This year, Professor Laura Moss, the Brenda and David McLean Chair in Canadian Studies, offers CDST 450B: “Poetics of Warning: Canadian Environmental Art, Film, and Literature”. This seminar is offered in Term 2 (January-April 2020). The class will meet on Wednesday morning from 9am to 12pm.
Couse description:
Nature has always been at the core of Canadian artistic production. Over the past two hundred years, however, creative responses to the environment have changed dramatically. In the past few decades, with the “ecological renaissance” and the “social turn,” artists are less apt to either passively address the land or render it sentimentally, and more apt to imagine an altered state of environmental change, even degradation. Contemporary artists often look at the effects of human interaction, resource extraction, and economic exploitation on Canadian land and waters.

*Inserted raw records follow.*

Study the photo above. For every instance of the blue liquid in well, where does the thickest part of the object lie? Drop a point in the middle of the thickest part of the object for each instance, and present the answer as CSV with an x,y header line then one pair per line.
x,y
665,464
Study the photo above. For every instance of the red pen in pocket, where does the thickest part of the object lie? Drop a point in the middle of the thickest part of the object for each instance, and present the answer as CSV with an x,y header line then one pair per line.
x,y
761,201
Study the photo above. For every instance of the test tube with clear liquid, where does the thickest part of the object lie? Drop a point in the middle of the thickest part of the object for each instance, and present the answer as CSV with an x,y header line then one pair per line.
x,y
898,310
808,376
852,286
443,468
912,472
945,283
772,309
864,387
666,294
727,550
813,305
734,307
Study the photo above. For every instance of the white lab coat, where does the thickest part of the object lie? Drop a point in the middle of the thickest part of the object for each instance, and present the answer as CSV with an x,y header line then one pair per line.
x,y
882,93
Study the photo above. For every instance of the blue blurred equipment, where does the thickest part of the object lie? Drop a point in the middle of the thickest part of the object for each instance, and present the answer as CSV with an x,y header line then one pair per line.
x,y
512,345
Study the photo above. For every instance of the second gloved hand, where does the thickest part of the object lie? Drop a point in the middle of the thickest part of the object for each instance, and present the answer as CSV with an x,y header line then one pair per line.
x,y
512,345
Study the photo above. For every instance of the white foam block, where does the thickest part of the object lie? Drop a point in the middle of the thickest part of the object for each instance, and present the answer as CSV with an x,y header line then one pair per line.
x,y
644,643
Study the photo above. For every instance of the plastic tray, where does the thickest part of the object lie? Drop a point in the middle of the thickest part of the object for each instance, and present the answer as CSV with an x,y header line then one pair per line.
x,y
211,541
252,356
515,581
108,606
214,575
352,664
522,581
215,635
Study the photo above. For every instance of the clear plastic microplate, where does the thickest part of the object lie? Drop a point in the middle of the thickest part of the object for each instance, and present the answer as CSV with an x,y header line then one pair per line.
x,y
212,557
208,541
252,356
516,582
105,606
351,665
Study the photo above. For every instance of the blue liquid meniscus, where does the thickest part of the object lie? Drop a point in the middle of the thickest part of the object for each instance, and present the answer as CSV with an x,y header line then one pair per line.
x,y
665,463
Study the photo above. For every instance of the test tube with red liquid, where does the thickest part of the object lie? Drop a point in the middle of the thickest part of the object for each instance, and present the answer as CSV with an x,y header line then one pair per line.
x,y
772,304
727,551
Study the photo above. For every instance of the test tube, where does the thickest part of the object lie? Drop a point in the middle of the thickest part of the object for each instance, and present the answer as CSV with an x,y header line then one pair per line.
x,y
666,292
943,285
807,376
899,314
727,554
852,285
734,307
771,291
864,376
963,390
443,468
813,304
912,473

One strand of nature writing employs a poetics of warning as writers speculate on the effects of the tar sands on global warming, the relationships between Indigenous land claims and strip mining, the impacts of oil transportation on British Columbian riverbeds, or the consequences of the genetic modification of crop plants on prairie ecosystems. In parallel to the creative work, much scholarship has turned to discussions of human/non-human interaction, bioregional studies, postcolonial ecocriticism, and the development of the Energy Humanities. In this course we will read global critical work about the environment alongside fiction, poetry, drama, film, and visual art. We will begin with nineteenth-century artistic responses to the land then trace the history of environmental engagements in Canada. We will end by exploring how collaborative poetic projects have functioned as a kind of political activism for environmental causes as we look at how artists have addressed government decisions about water rights and oil and gas development through communally created and published poetry.